Over £1.2 billion was stolen by criminals through authorised and unauthorised fraud in 2022, new research from UK Finance has revealed.

According to its Annual Fraud Report the losses amounted to £2,300 every minute with almost 80 percent of APP fraud cases starting online. Most of the remainder of fraud cases came via telecommunications, the report said.

However, the value of money stolen was down eight percent on 2021 while the number of fraud cases across the UK had dropped by four per cent to almost three million cases.

On the report’s findings, David Postings, Chief Executive at UK Finance, said: “Fraud has a devastating impact on victims and over £1.2 billion was stolen by criminals last year. The banking and finance sector is at the forefront of efforts to tackle this criminal activity. The sector spends billions on detection and prevention and also refunds people who have fallen victim, even if the fraud originated outside the banking system.

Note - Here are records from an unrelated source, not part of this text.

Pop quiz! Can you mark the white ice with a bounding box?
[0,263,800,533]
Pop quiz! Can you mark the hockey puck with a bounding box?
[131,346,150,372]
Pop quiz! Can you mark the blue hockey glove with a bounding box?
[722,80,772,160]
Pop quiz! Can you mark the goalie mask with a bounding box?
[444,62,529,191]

He added: “Our data also makes clear just how much fraud emanates from online platforms and through telecommunications. The government’s new fraud strategy rightly says we need to focus on stopping it at source and that these other sectors need to do far more to tackle the problem they are facilitating.

Unauthorised fraud  

Within the total figure, unauthorised fraud losses across payment cards, remote banking and cheques, and remote purchase fraud were down on the previous year. However, in the case of the latter where a criminal uses stolen card details to buy something online, over the phone or through mail order, it remains the biggest category of losses at £395.7 million.

Authorised fraud 

Authorised push payment (APP) fraud losses reached £485.2 million, down 17 per cent compared to 2021. Within this, 57 per cent of all reported cases related to purchase fraud, with case volumes breaking 100,000 for the first time.

Analysis conducted by UK Finance showed that around three quarters of online fraud starts on social media, with these platforms accounting for the greatest number of online fraud cases.

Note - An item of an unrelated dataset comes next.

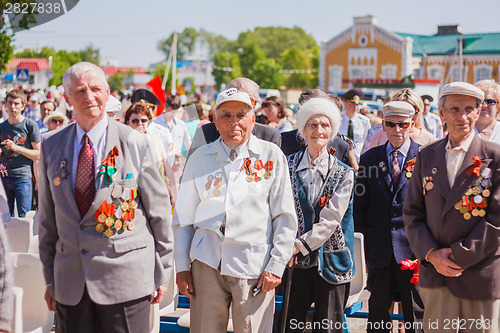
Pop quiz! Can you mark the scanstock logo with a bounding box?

Daniel Holmes, Fraud Prevention SME at Feedzai added: “We are able to see some positive signs such as overall fraud losses coming down, but rapid changes in technology bring us to a new and critical inflection point in the fraud space.

“The risks remain elevated as fraudsters adapt and use increasingly sophisticated tactics and technology to fool consumers. This report highlights the importance for banks to maintain their focus on combining the latest anti-fraud technology with an approach that puts consumer education at the core. We also need a broad coalition of effort from beyond financial services to tackle fraud. This combination will give us the best chance possible to stop fraud at its source, and minimise the impact on consumers.